Results During the first quarter no exacerbation of the disease was observed in any patients from group A and group B. During the second quarter there is an exacerbation in 5 (12.82%) patients from group A and there was no exacerbation in any patient from group B. During the third quarter there is an exacerbation in 24 (61.54%) patients from group A and in 1 (2.38%) patient from group B. During the fourth quarter there was an exacerbation in 37 (94.87%) patients from group A and 3 (7.14%) patients from group B. During the fifth quarter all 39 (100%) patients from group A and 6 (14.28%) patinets from group B are in an acute stage. After 15 months all patients with rheumatoid arthritis who were not under treatment and only 6 (14.28%) from patients under maintenance therapy are again with high activity of rheumatoid arthritis DAS28 >5,2. Comparing the obtained values, a very significant statistical difference (p>0.001) was noticed.
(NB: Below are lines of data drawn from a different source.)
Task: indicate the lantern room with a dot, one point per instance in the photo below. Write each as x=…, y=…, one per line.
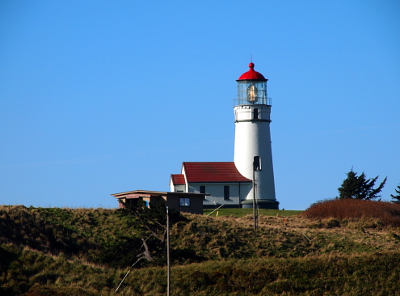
x=252, y=88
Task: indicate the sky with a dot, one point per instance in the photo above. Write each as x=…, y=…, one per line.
x=101, y=97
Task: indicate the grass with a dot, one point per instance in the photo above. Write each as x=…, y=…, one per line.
x=236, y=212
x=61, y=252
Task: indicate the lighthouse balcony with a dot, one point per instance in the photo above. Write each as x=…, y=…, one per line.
x=256, y=101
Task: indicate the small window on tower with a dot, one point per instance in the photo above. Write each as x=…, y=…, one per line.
x=256, y=114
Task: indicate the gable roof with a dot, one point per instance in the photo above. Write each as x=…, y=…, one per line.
x=178, y=179
x=209, y=172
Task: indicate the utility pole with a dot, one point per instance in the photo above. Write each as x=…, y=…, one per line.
x=168, y=261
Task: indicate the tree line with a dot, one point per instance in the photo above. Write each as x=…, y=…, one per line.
x=360, y=187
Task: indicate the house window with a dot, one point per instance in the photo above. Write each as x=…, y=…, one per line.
x=202, y=189
x=184, y=201
x=226, y=192
x=255, y=113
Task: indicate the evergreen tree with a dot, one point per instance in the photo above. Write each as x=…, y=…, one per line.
x=396, y=198
x=359, y=187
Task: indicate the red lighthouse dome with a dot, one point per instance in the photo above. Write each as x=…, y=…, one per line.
x=252, y=75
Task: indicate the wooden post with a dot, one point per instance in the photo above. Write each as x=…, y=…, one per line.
x=168, y=261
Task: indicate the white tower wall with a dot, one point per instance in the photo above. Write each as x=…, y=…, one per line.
x=253, y=138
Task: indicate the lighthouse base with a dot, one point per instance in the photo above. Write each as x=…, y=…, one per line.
x=261, y=203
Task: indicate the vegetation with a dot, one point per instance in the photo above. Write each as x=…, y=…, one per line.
x=396, y=198
x=360, y=187
x=57, y=252
x=237, y=212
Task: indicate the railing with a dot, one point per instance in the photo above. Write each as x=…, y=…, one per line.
x=259, y=101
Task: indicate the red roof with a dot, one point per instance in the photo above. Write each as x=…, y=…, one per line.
x=206, y=172
x=178, y=179
x=252, y=75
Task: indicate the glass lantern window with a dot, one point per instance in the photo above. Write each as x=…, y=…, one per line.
x=252, y=92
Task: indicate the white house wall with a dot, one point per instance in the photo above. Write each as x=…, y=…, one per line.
x=216, y=191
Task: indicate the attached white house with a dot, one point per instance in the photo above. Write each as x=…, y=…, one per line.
x=221, y=180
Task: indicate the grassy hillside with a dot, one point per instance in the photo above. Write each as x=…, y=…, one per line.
x=53, y=251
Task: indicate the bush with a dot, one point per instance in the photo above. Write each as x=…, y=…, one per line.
x=387, y=213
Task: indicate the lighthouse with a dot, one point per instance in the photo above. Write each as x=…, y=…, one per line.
x=252, y=150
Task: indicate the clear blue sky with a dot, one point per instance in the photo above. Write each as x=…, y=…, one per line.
x=100, y=97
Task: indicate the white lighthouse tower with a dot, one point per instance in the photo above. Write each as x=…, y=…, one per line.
x=252, y=152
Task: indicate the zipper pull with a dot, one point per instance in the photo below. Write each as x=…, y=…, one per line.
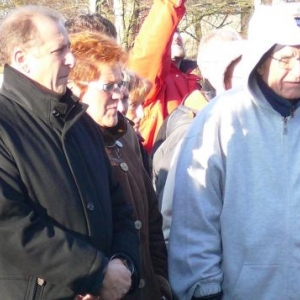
x=285, y=119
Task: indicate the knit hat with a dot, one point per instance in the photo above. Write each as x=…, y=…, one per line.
x=217, y=51
x=269, y=25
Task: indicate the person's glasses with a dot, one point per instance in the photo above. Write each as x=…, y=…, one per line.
x=107, y=87
x=286, y=63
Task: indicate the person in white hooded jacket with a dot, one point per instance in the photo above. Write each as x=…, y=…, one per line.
x=236, y=211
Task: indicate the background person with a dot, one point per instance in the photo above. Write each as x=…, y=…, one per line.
x=219, y=57
x=91, y=22
x=66, y=227
x=158, y=55
x=236, y=194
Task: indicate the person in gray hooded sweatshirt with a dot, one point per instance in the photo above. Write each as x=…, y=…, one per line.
x=235, y=228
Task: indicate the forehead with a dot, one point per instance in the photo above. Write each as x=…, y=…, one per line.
x=286, y=49
x=111, y=72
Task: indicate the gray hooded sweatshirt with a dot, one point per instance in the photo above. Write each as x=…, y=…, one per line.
x=236, y=190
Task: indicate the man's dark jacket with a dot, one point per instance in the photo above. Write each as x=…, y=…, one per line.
x=61, y=215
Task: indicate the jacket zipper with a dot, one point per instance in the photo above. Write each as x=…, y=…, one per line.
x=38, y=288
x=285, y=120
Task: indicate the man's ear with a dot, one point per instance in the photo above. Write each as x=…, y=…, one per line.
x=260, y=69
x=19, y=60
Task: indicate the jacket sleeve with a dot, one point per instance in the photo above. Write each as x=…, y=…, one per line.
x=158, y=250
x=126, y=242
x=36, y=245
x=150, y=56
x=195, y=250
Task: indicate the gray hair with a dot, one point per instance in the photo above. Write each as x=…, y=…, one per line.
x=19, y=29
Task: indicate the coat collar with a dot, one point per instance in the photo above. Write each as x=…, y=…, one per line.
x=47, y=105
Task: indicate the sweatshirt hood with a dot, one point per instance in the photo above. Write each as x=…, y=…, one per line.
x=269, y=26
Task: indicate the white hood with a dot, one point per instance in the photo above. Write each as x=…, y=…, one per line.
x=268, y=26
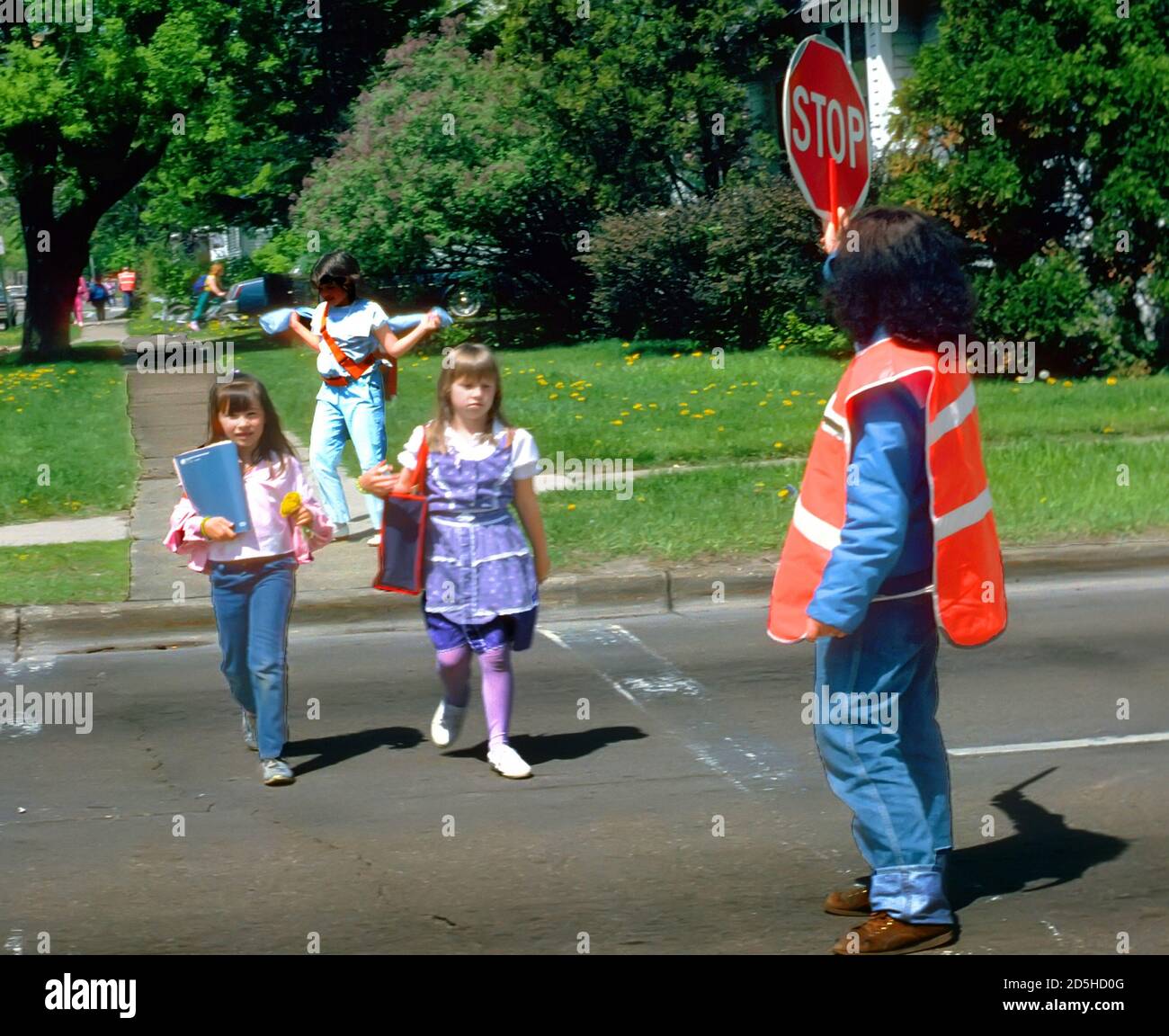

During the first quarter only 6 (15.38%) patients from group A are with moderate activity rheumatoid arthritis and all patients from group B are with low activity of the disease. During the second quarter 17 (43.59%) patients from group A and 5 (11.9%) from group B are with moderate activity. During the third quarter 14 (35.89%) from group A and 7 (16.67%) from group B are with moderate activity. During the fourth quarter 2 (5.13%) patients from group A and 8 (19.05%) patients from group B are with moderate activity. During the fifth quarter all patients from group A are with high activity of rheumatoid arthritis and 8 (19.05%) are with moderate activity. Comparing the obtained values, a very significant statistical difference (p>0.001) was noticed.

Conclusions After the treatment with biological disease-modifying antirheumatic drugs (SBDMARDs) or with disease modifying antirheumatic drugs (DMARDs) of rheumatoid arthritis patients was stopped for a period from 6 to 15 months, the symptoms of the disease return. If the patients are treated with 1 tablet of 250 mg chloroquine daily, the disease may remain with low or medium activity for longer period.